Note: in a text file, if the file is not opened with the b mode option, it is only allowed to calculate the relative position from the file header. An exception will be thrown when calculating from the end of the file, such as seek(-2,2). The error content can't do non zero end relative searches. It is necessary to change 'r +' to rb

2.4 using pickle serialization

In Python, everything is an object, which is essentially a "memory block for storing data". Sometimes, we need to save the "memory block data" to the hard disk or transfer it to other computers through the network. At this time, just
Serialization and deserialization of objects is required. Object serialization mechanism is widely used in distributed and parallel systems.
Serialization refers to converting objects into "serialized" data form, storing them on hard disk or transmitting them to other places through network. Deserialization refers to the reverse process of converting the read "serialized data" into objects.
We can use the functions in the pickle module to realize serialization and deserialization

pickle.dump(obj, file) obj Is the object to be serialized, file Refers to stored files
pickle.load(file) from file Read the data and deserialize it into an object
import pickle
 Serialize objects into a file
with open(r'234.dat','wb') as f:
	a1 = 'x'
	a2 = 234
	a3 = [20,30]
	pickle.dump(a1,f)
	pickle.dump(a2,f)
	pickle.dump(a3,f)
Deserialize the obtained data into objects
with open(r"d:\data.dat","rb") as f:
	a1 = pickle.load(f)
	a2 = pickle.load(f)
	a3 = pickle.load(f)
	print(a1)
	print(a2)
	print(a3)

2.5 csv files

read

import csv
with open(r"d:\a.csv") as a:
	a_csv = csv.reader(a) #Create a csv object, which is a list of all data, one element per line
	headers = next(a_csv) #Gets a list object that contains information about the title row
	print(headers)
	for row in a_csv: #Cycle through lines
		print(row)

write in

import csv
headers = ["Job number","full name","Age","address","a monthly salary"]
rows = [("1001","Gao Qi",18,"Xisanqi No. 1 hospital","50000"),("1002","Gao Ba",19,"Xisanqi No. 1 hospital","30000")]
with open(r"d:\b.csv","w") as b:
	b_csv = csv.writer(b) #Create csv object
	b_csv.writerow(headers) #Write one line (title)
	b_csv.writerows(rows) #Write multiple rows (data)

3 OS module

os module can help us operate the operating system directly. We can directly call the executable of the operating system
Files, commands, direct operation of files, directories, etc.
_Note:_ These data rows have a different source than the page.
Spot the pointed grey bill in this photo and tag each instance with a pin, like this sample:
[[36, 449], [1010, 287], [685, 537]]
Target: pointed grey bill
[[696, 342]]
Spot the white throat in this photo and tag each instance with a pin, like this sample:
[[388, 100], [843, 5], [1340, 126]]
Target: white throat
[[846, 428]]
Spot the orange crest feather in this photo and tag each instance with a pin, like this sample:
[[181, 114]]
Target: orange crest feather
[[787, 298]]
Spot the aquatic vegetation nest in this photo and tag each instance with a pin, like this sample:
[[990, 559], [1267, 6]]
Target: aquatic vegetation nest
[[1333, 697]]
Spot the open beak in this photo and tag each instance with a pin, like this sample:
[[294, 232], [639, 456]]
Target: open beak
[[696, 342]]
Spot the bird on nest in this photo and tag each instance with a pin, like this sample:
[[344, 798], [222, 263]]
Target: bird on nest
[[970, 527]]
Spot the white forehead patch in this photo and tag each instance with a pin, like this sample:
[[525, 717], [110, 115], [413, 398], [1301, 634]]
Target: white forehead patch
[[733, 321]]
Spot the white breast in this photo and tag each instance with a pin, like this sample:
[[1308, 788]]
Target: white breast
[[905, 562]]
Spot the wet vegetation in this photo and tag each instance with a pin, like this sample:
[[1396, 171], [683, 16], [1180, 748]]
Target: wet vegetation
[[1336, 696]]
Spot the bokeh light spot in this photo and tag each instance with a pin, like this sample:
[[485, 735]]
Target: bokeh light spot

3.1 calling operating system commands

os.system can help us call system commands directly
[operation] os.system calls windows

import os
os.system('notepad.exe')

[operation] os.system calls ping command in windows system

import os
os.system("ping www.baidu.com)

[operation] run the installed wechat

import os
os.startfile(r"C:\Program Files (x86)\Tencent\WeChat\WeChat.exe")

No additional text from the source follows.